Дядька за шкафом был дохлее дохлого, и ружье у него было похуже, чем у коллеги по живодерскому пороку. И зарядов не осталось. Засовывая в карман длинные, едва не в четверть, патроны для штуцера, что реквизировал из патронташа и газырей у дамочки, я вышел из кабинета.
Дом был сравнительно чист от вредителей.
Пора было браться за сад.
– Кто мне скажет, скоро ли сюда нагрянут тревожные и аварийные службы? – размышлял я вслух, выглядывая из окна. – Жандармерия, пожарные, служба спасения… кто еще? МЧС? Никакой расторопности. Как у нас, блин. Тормоза…
На улице к тому времени почти совсем рассвело. Колыхался слоистый туман. Редкие пробудившиеся пташки прочищали глотки и едва-едва лишь начинали чирикать.
Простреленная холка отчаянно зудела. И ухо. И спина, которую пободал стеклянный зверь, и бок… Впрочем, я, кажется, повторяюсь.
Отчаянно вскрикнула Светлана. Я вылетел на балкон, забросил штуцер за плечо, а пистолет в кобуру, вскочил на уцелевшие перила и прыгнул вверх. Уцепился за карниз, подтянулся, забросил на крышу ногу и выбрался сам.

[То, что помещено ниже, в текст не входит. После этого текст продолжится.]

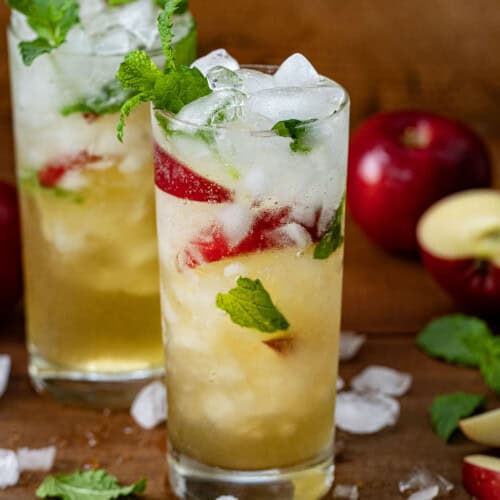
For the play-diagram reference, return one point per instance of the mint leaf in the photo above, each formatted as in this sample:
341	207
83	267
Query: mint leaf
456	338
249	305
51	20
333	237
447	410
89	485
298	130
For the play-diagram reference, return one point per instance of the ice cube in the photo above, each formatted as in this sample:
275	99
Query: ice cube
350	344
382	379
348	491
365	413
36	459
296	103
218	57
9	469
150	405
4	372
296	71
254	81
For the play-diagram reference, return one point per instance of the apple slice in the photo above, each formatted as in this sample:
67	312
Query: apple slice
459	240
176	179
481	477
483	428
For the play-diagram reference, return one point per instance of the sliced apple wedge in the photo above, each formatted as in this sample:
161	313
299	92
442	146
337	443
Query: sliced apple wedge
481	477
459	240
484	428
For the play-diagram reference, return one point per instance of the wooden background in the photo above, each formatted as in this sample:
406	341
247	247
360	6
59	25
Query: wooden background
437	55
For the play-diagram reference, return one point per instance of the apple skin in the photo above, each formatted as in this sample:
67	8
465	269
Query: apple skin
481	482
391	183
10	250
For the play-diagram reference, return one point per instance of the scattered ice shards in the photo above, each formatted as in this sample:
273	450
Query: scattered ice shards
4	372
348	491
365	413
9	469
350	344
150	405
382	379
421	479
36	459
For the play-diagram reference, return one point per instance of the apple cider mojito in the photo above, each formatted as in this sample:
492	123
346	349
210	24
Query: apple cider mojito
90	255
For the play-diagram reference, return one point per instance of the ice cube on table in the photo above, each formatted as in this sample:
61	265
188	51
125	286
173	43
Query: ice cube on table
297	103
9	469
350	344
365	413
382	379
150	405
4	372
296	71
36	459
218	57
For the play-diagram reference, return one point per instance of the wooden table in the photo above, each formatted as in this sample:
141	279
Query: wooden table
433	54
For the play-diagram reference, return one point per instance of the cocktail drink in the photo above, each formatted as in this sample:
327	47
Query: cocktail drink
90	257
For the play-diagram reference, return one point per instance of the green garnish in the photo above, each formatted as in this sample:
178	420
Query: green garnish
169	90
51	20
333	237
299	131
447	410
249	305
89	485
456	338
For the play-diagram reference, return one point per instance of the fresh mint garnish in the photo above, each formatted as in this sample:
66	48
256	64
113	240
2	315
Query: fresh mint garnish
456	338
447	411
51	20
92	484
333	237
249	305
169	90
299	131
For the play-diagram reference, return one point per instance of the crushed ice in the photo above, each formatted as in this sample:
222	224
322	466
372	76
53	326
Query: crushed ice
382	379
350	344
150	405
365	413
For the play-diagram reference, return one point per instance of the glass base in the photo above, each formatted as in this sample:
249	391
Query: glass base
194	481
89	389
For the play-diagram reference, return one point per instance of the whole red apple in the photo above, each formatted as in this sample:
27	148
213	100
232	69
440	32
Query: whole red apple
400	163
10	249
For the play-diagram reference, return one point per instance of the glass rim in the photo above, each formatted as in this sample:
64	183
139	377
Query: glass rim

Перед Светланой стоял широкоплечий узкобедрый мужчина в облегающей черной форме и поигрывал моим же тесаком. (Как же я о нем забыл-то? О тесаке.) Светлана прижимала к щеке руку, из-под которой сочилась кровь. Эх, говорил я глупой бабе: не снимай шлем, дуреха!
– Эй ты, ниндзя, – позвал я бандита, доставая пистолет. – Ком цумир! Сюда смотреть! Ваша муттер пришла, звездюлей принесла. Не хотеть ли отведать?
Он словно не слышал.
– Брось ножик, гандон! – разозлился я и ткнул стволом в основание крепкого шишковатого затылка.
Он стремительно, совсем не по-человечески оборотился, и я узнал его. Это был один из тех кулакастых брюнетов, что сопровождали приснопамятным днем моего прибытия в Фэйр доходяг-золотопогонников. В прошлую нашу встречу я был скромен и миролюбив, и для него не нашлось иной работы, кроме партнерства в сексуальной оргии. Не то было сегодня…
В глазах его читалась твердая решимость беспощадно покончить с неожиданной помехой, а в движениях чувствовалась молниеносность рапида. Я поспешно спустил курок. Его разлетевшиеся мозги могли бы значительно преобразить эстетику пляжного убранства крыши – если бы у меня не кончились патроны.
Отработанным движением профессионала он выломал из моих пальцев пистолет и отшвырнул его подальше. Хватил мне по лбу «пяткой» рукояти тесака. Я «поплыл». Он содрал с меня штуцер, который последовал за пистолетом, и двинул коленом между ног. Безрезультатно пытаясь втянуть ртом воздух, которого вдруг стало катастрофически не хватать, я погрузился в боль и сумерки. Он схватил меня одной рукой за расшитый пояс, другой – за шкирку, подтащил к краю крыши и швырнул вниз.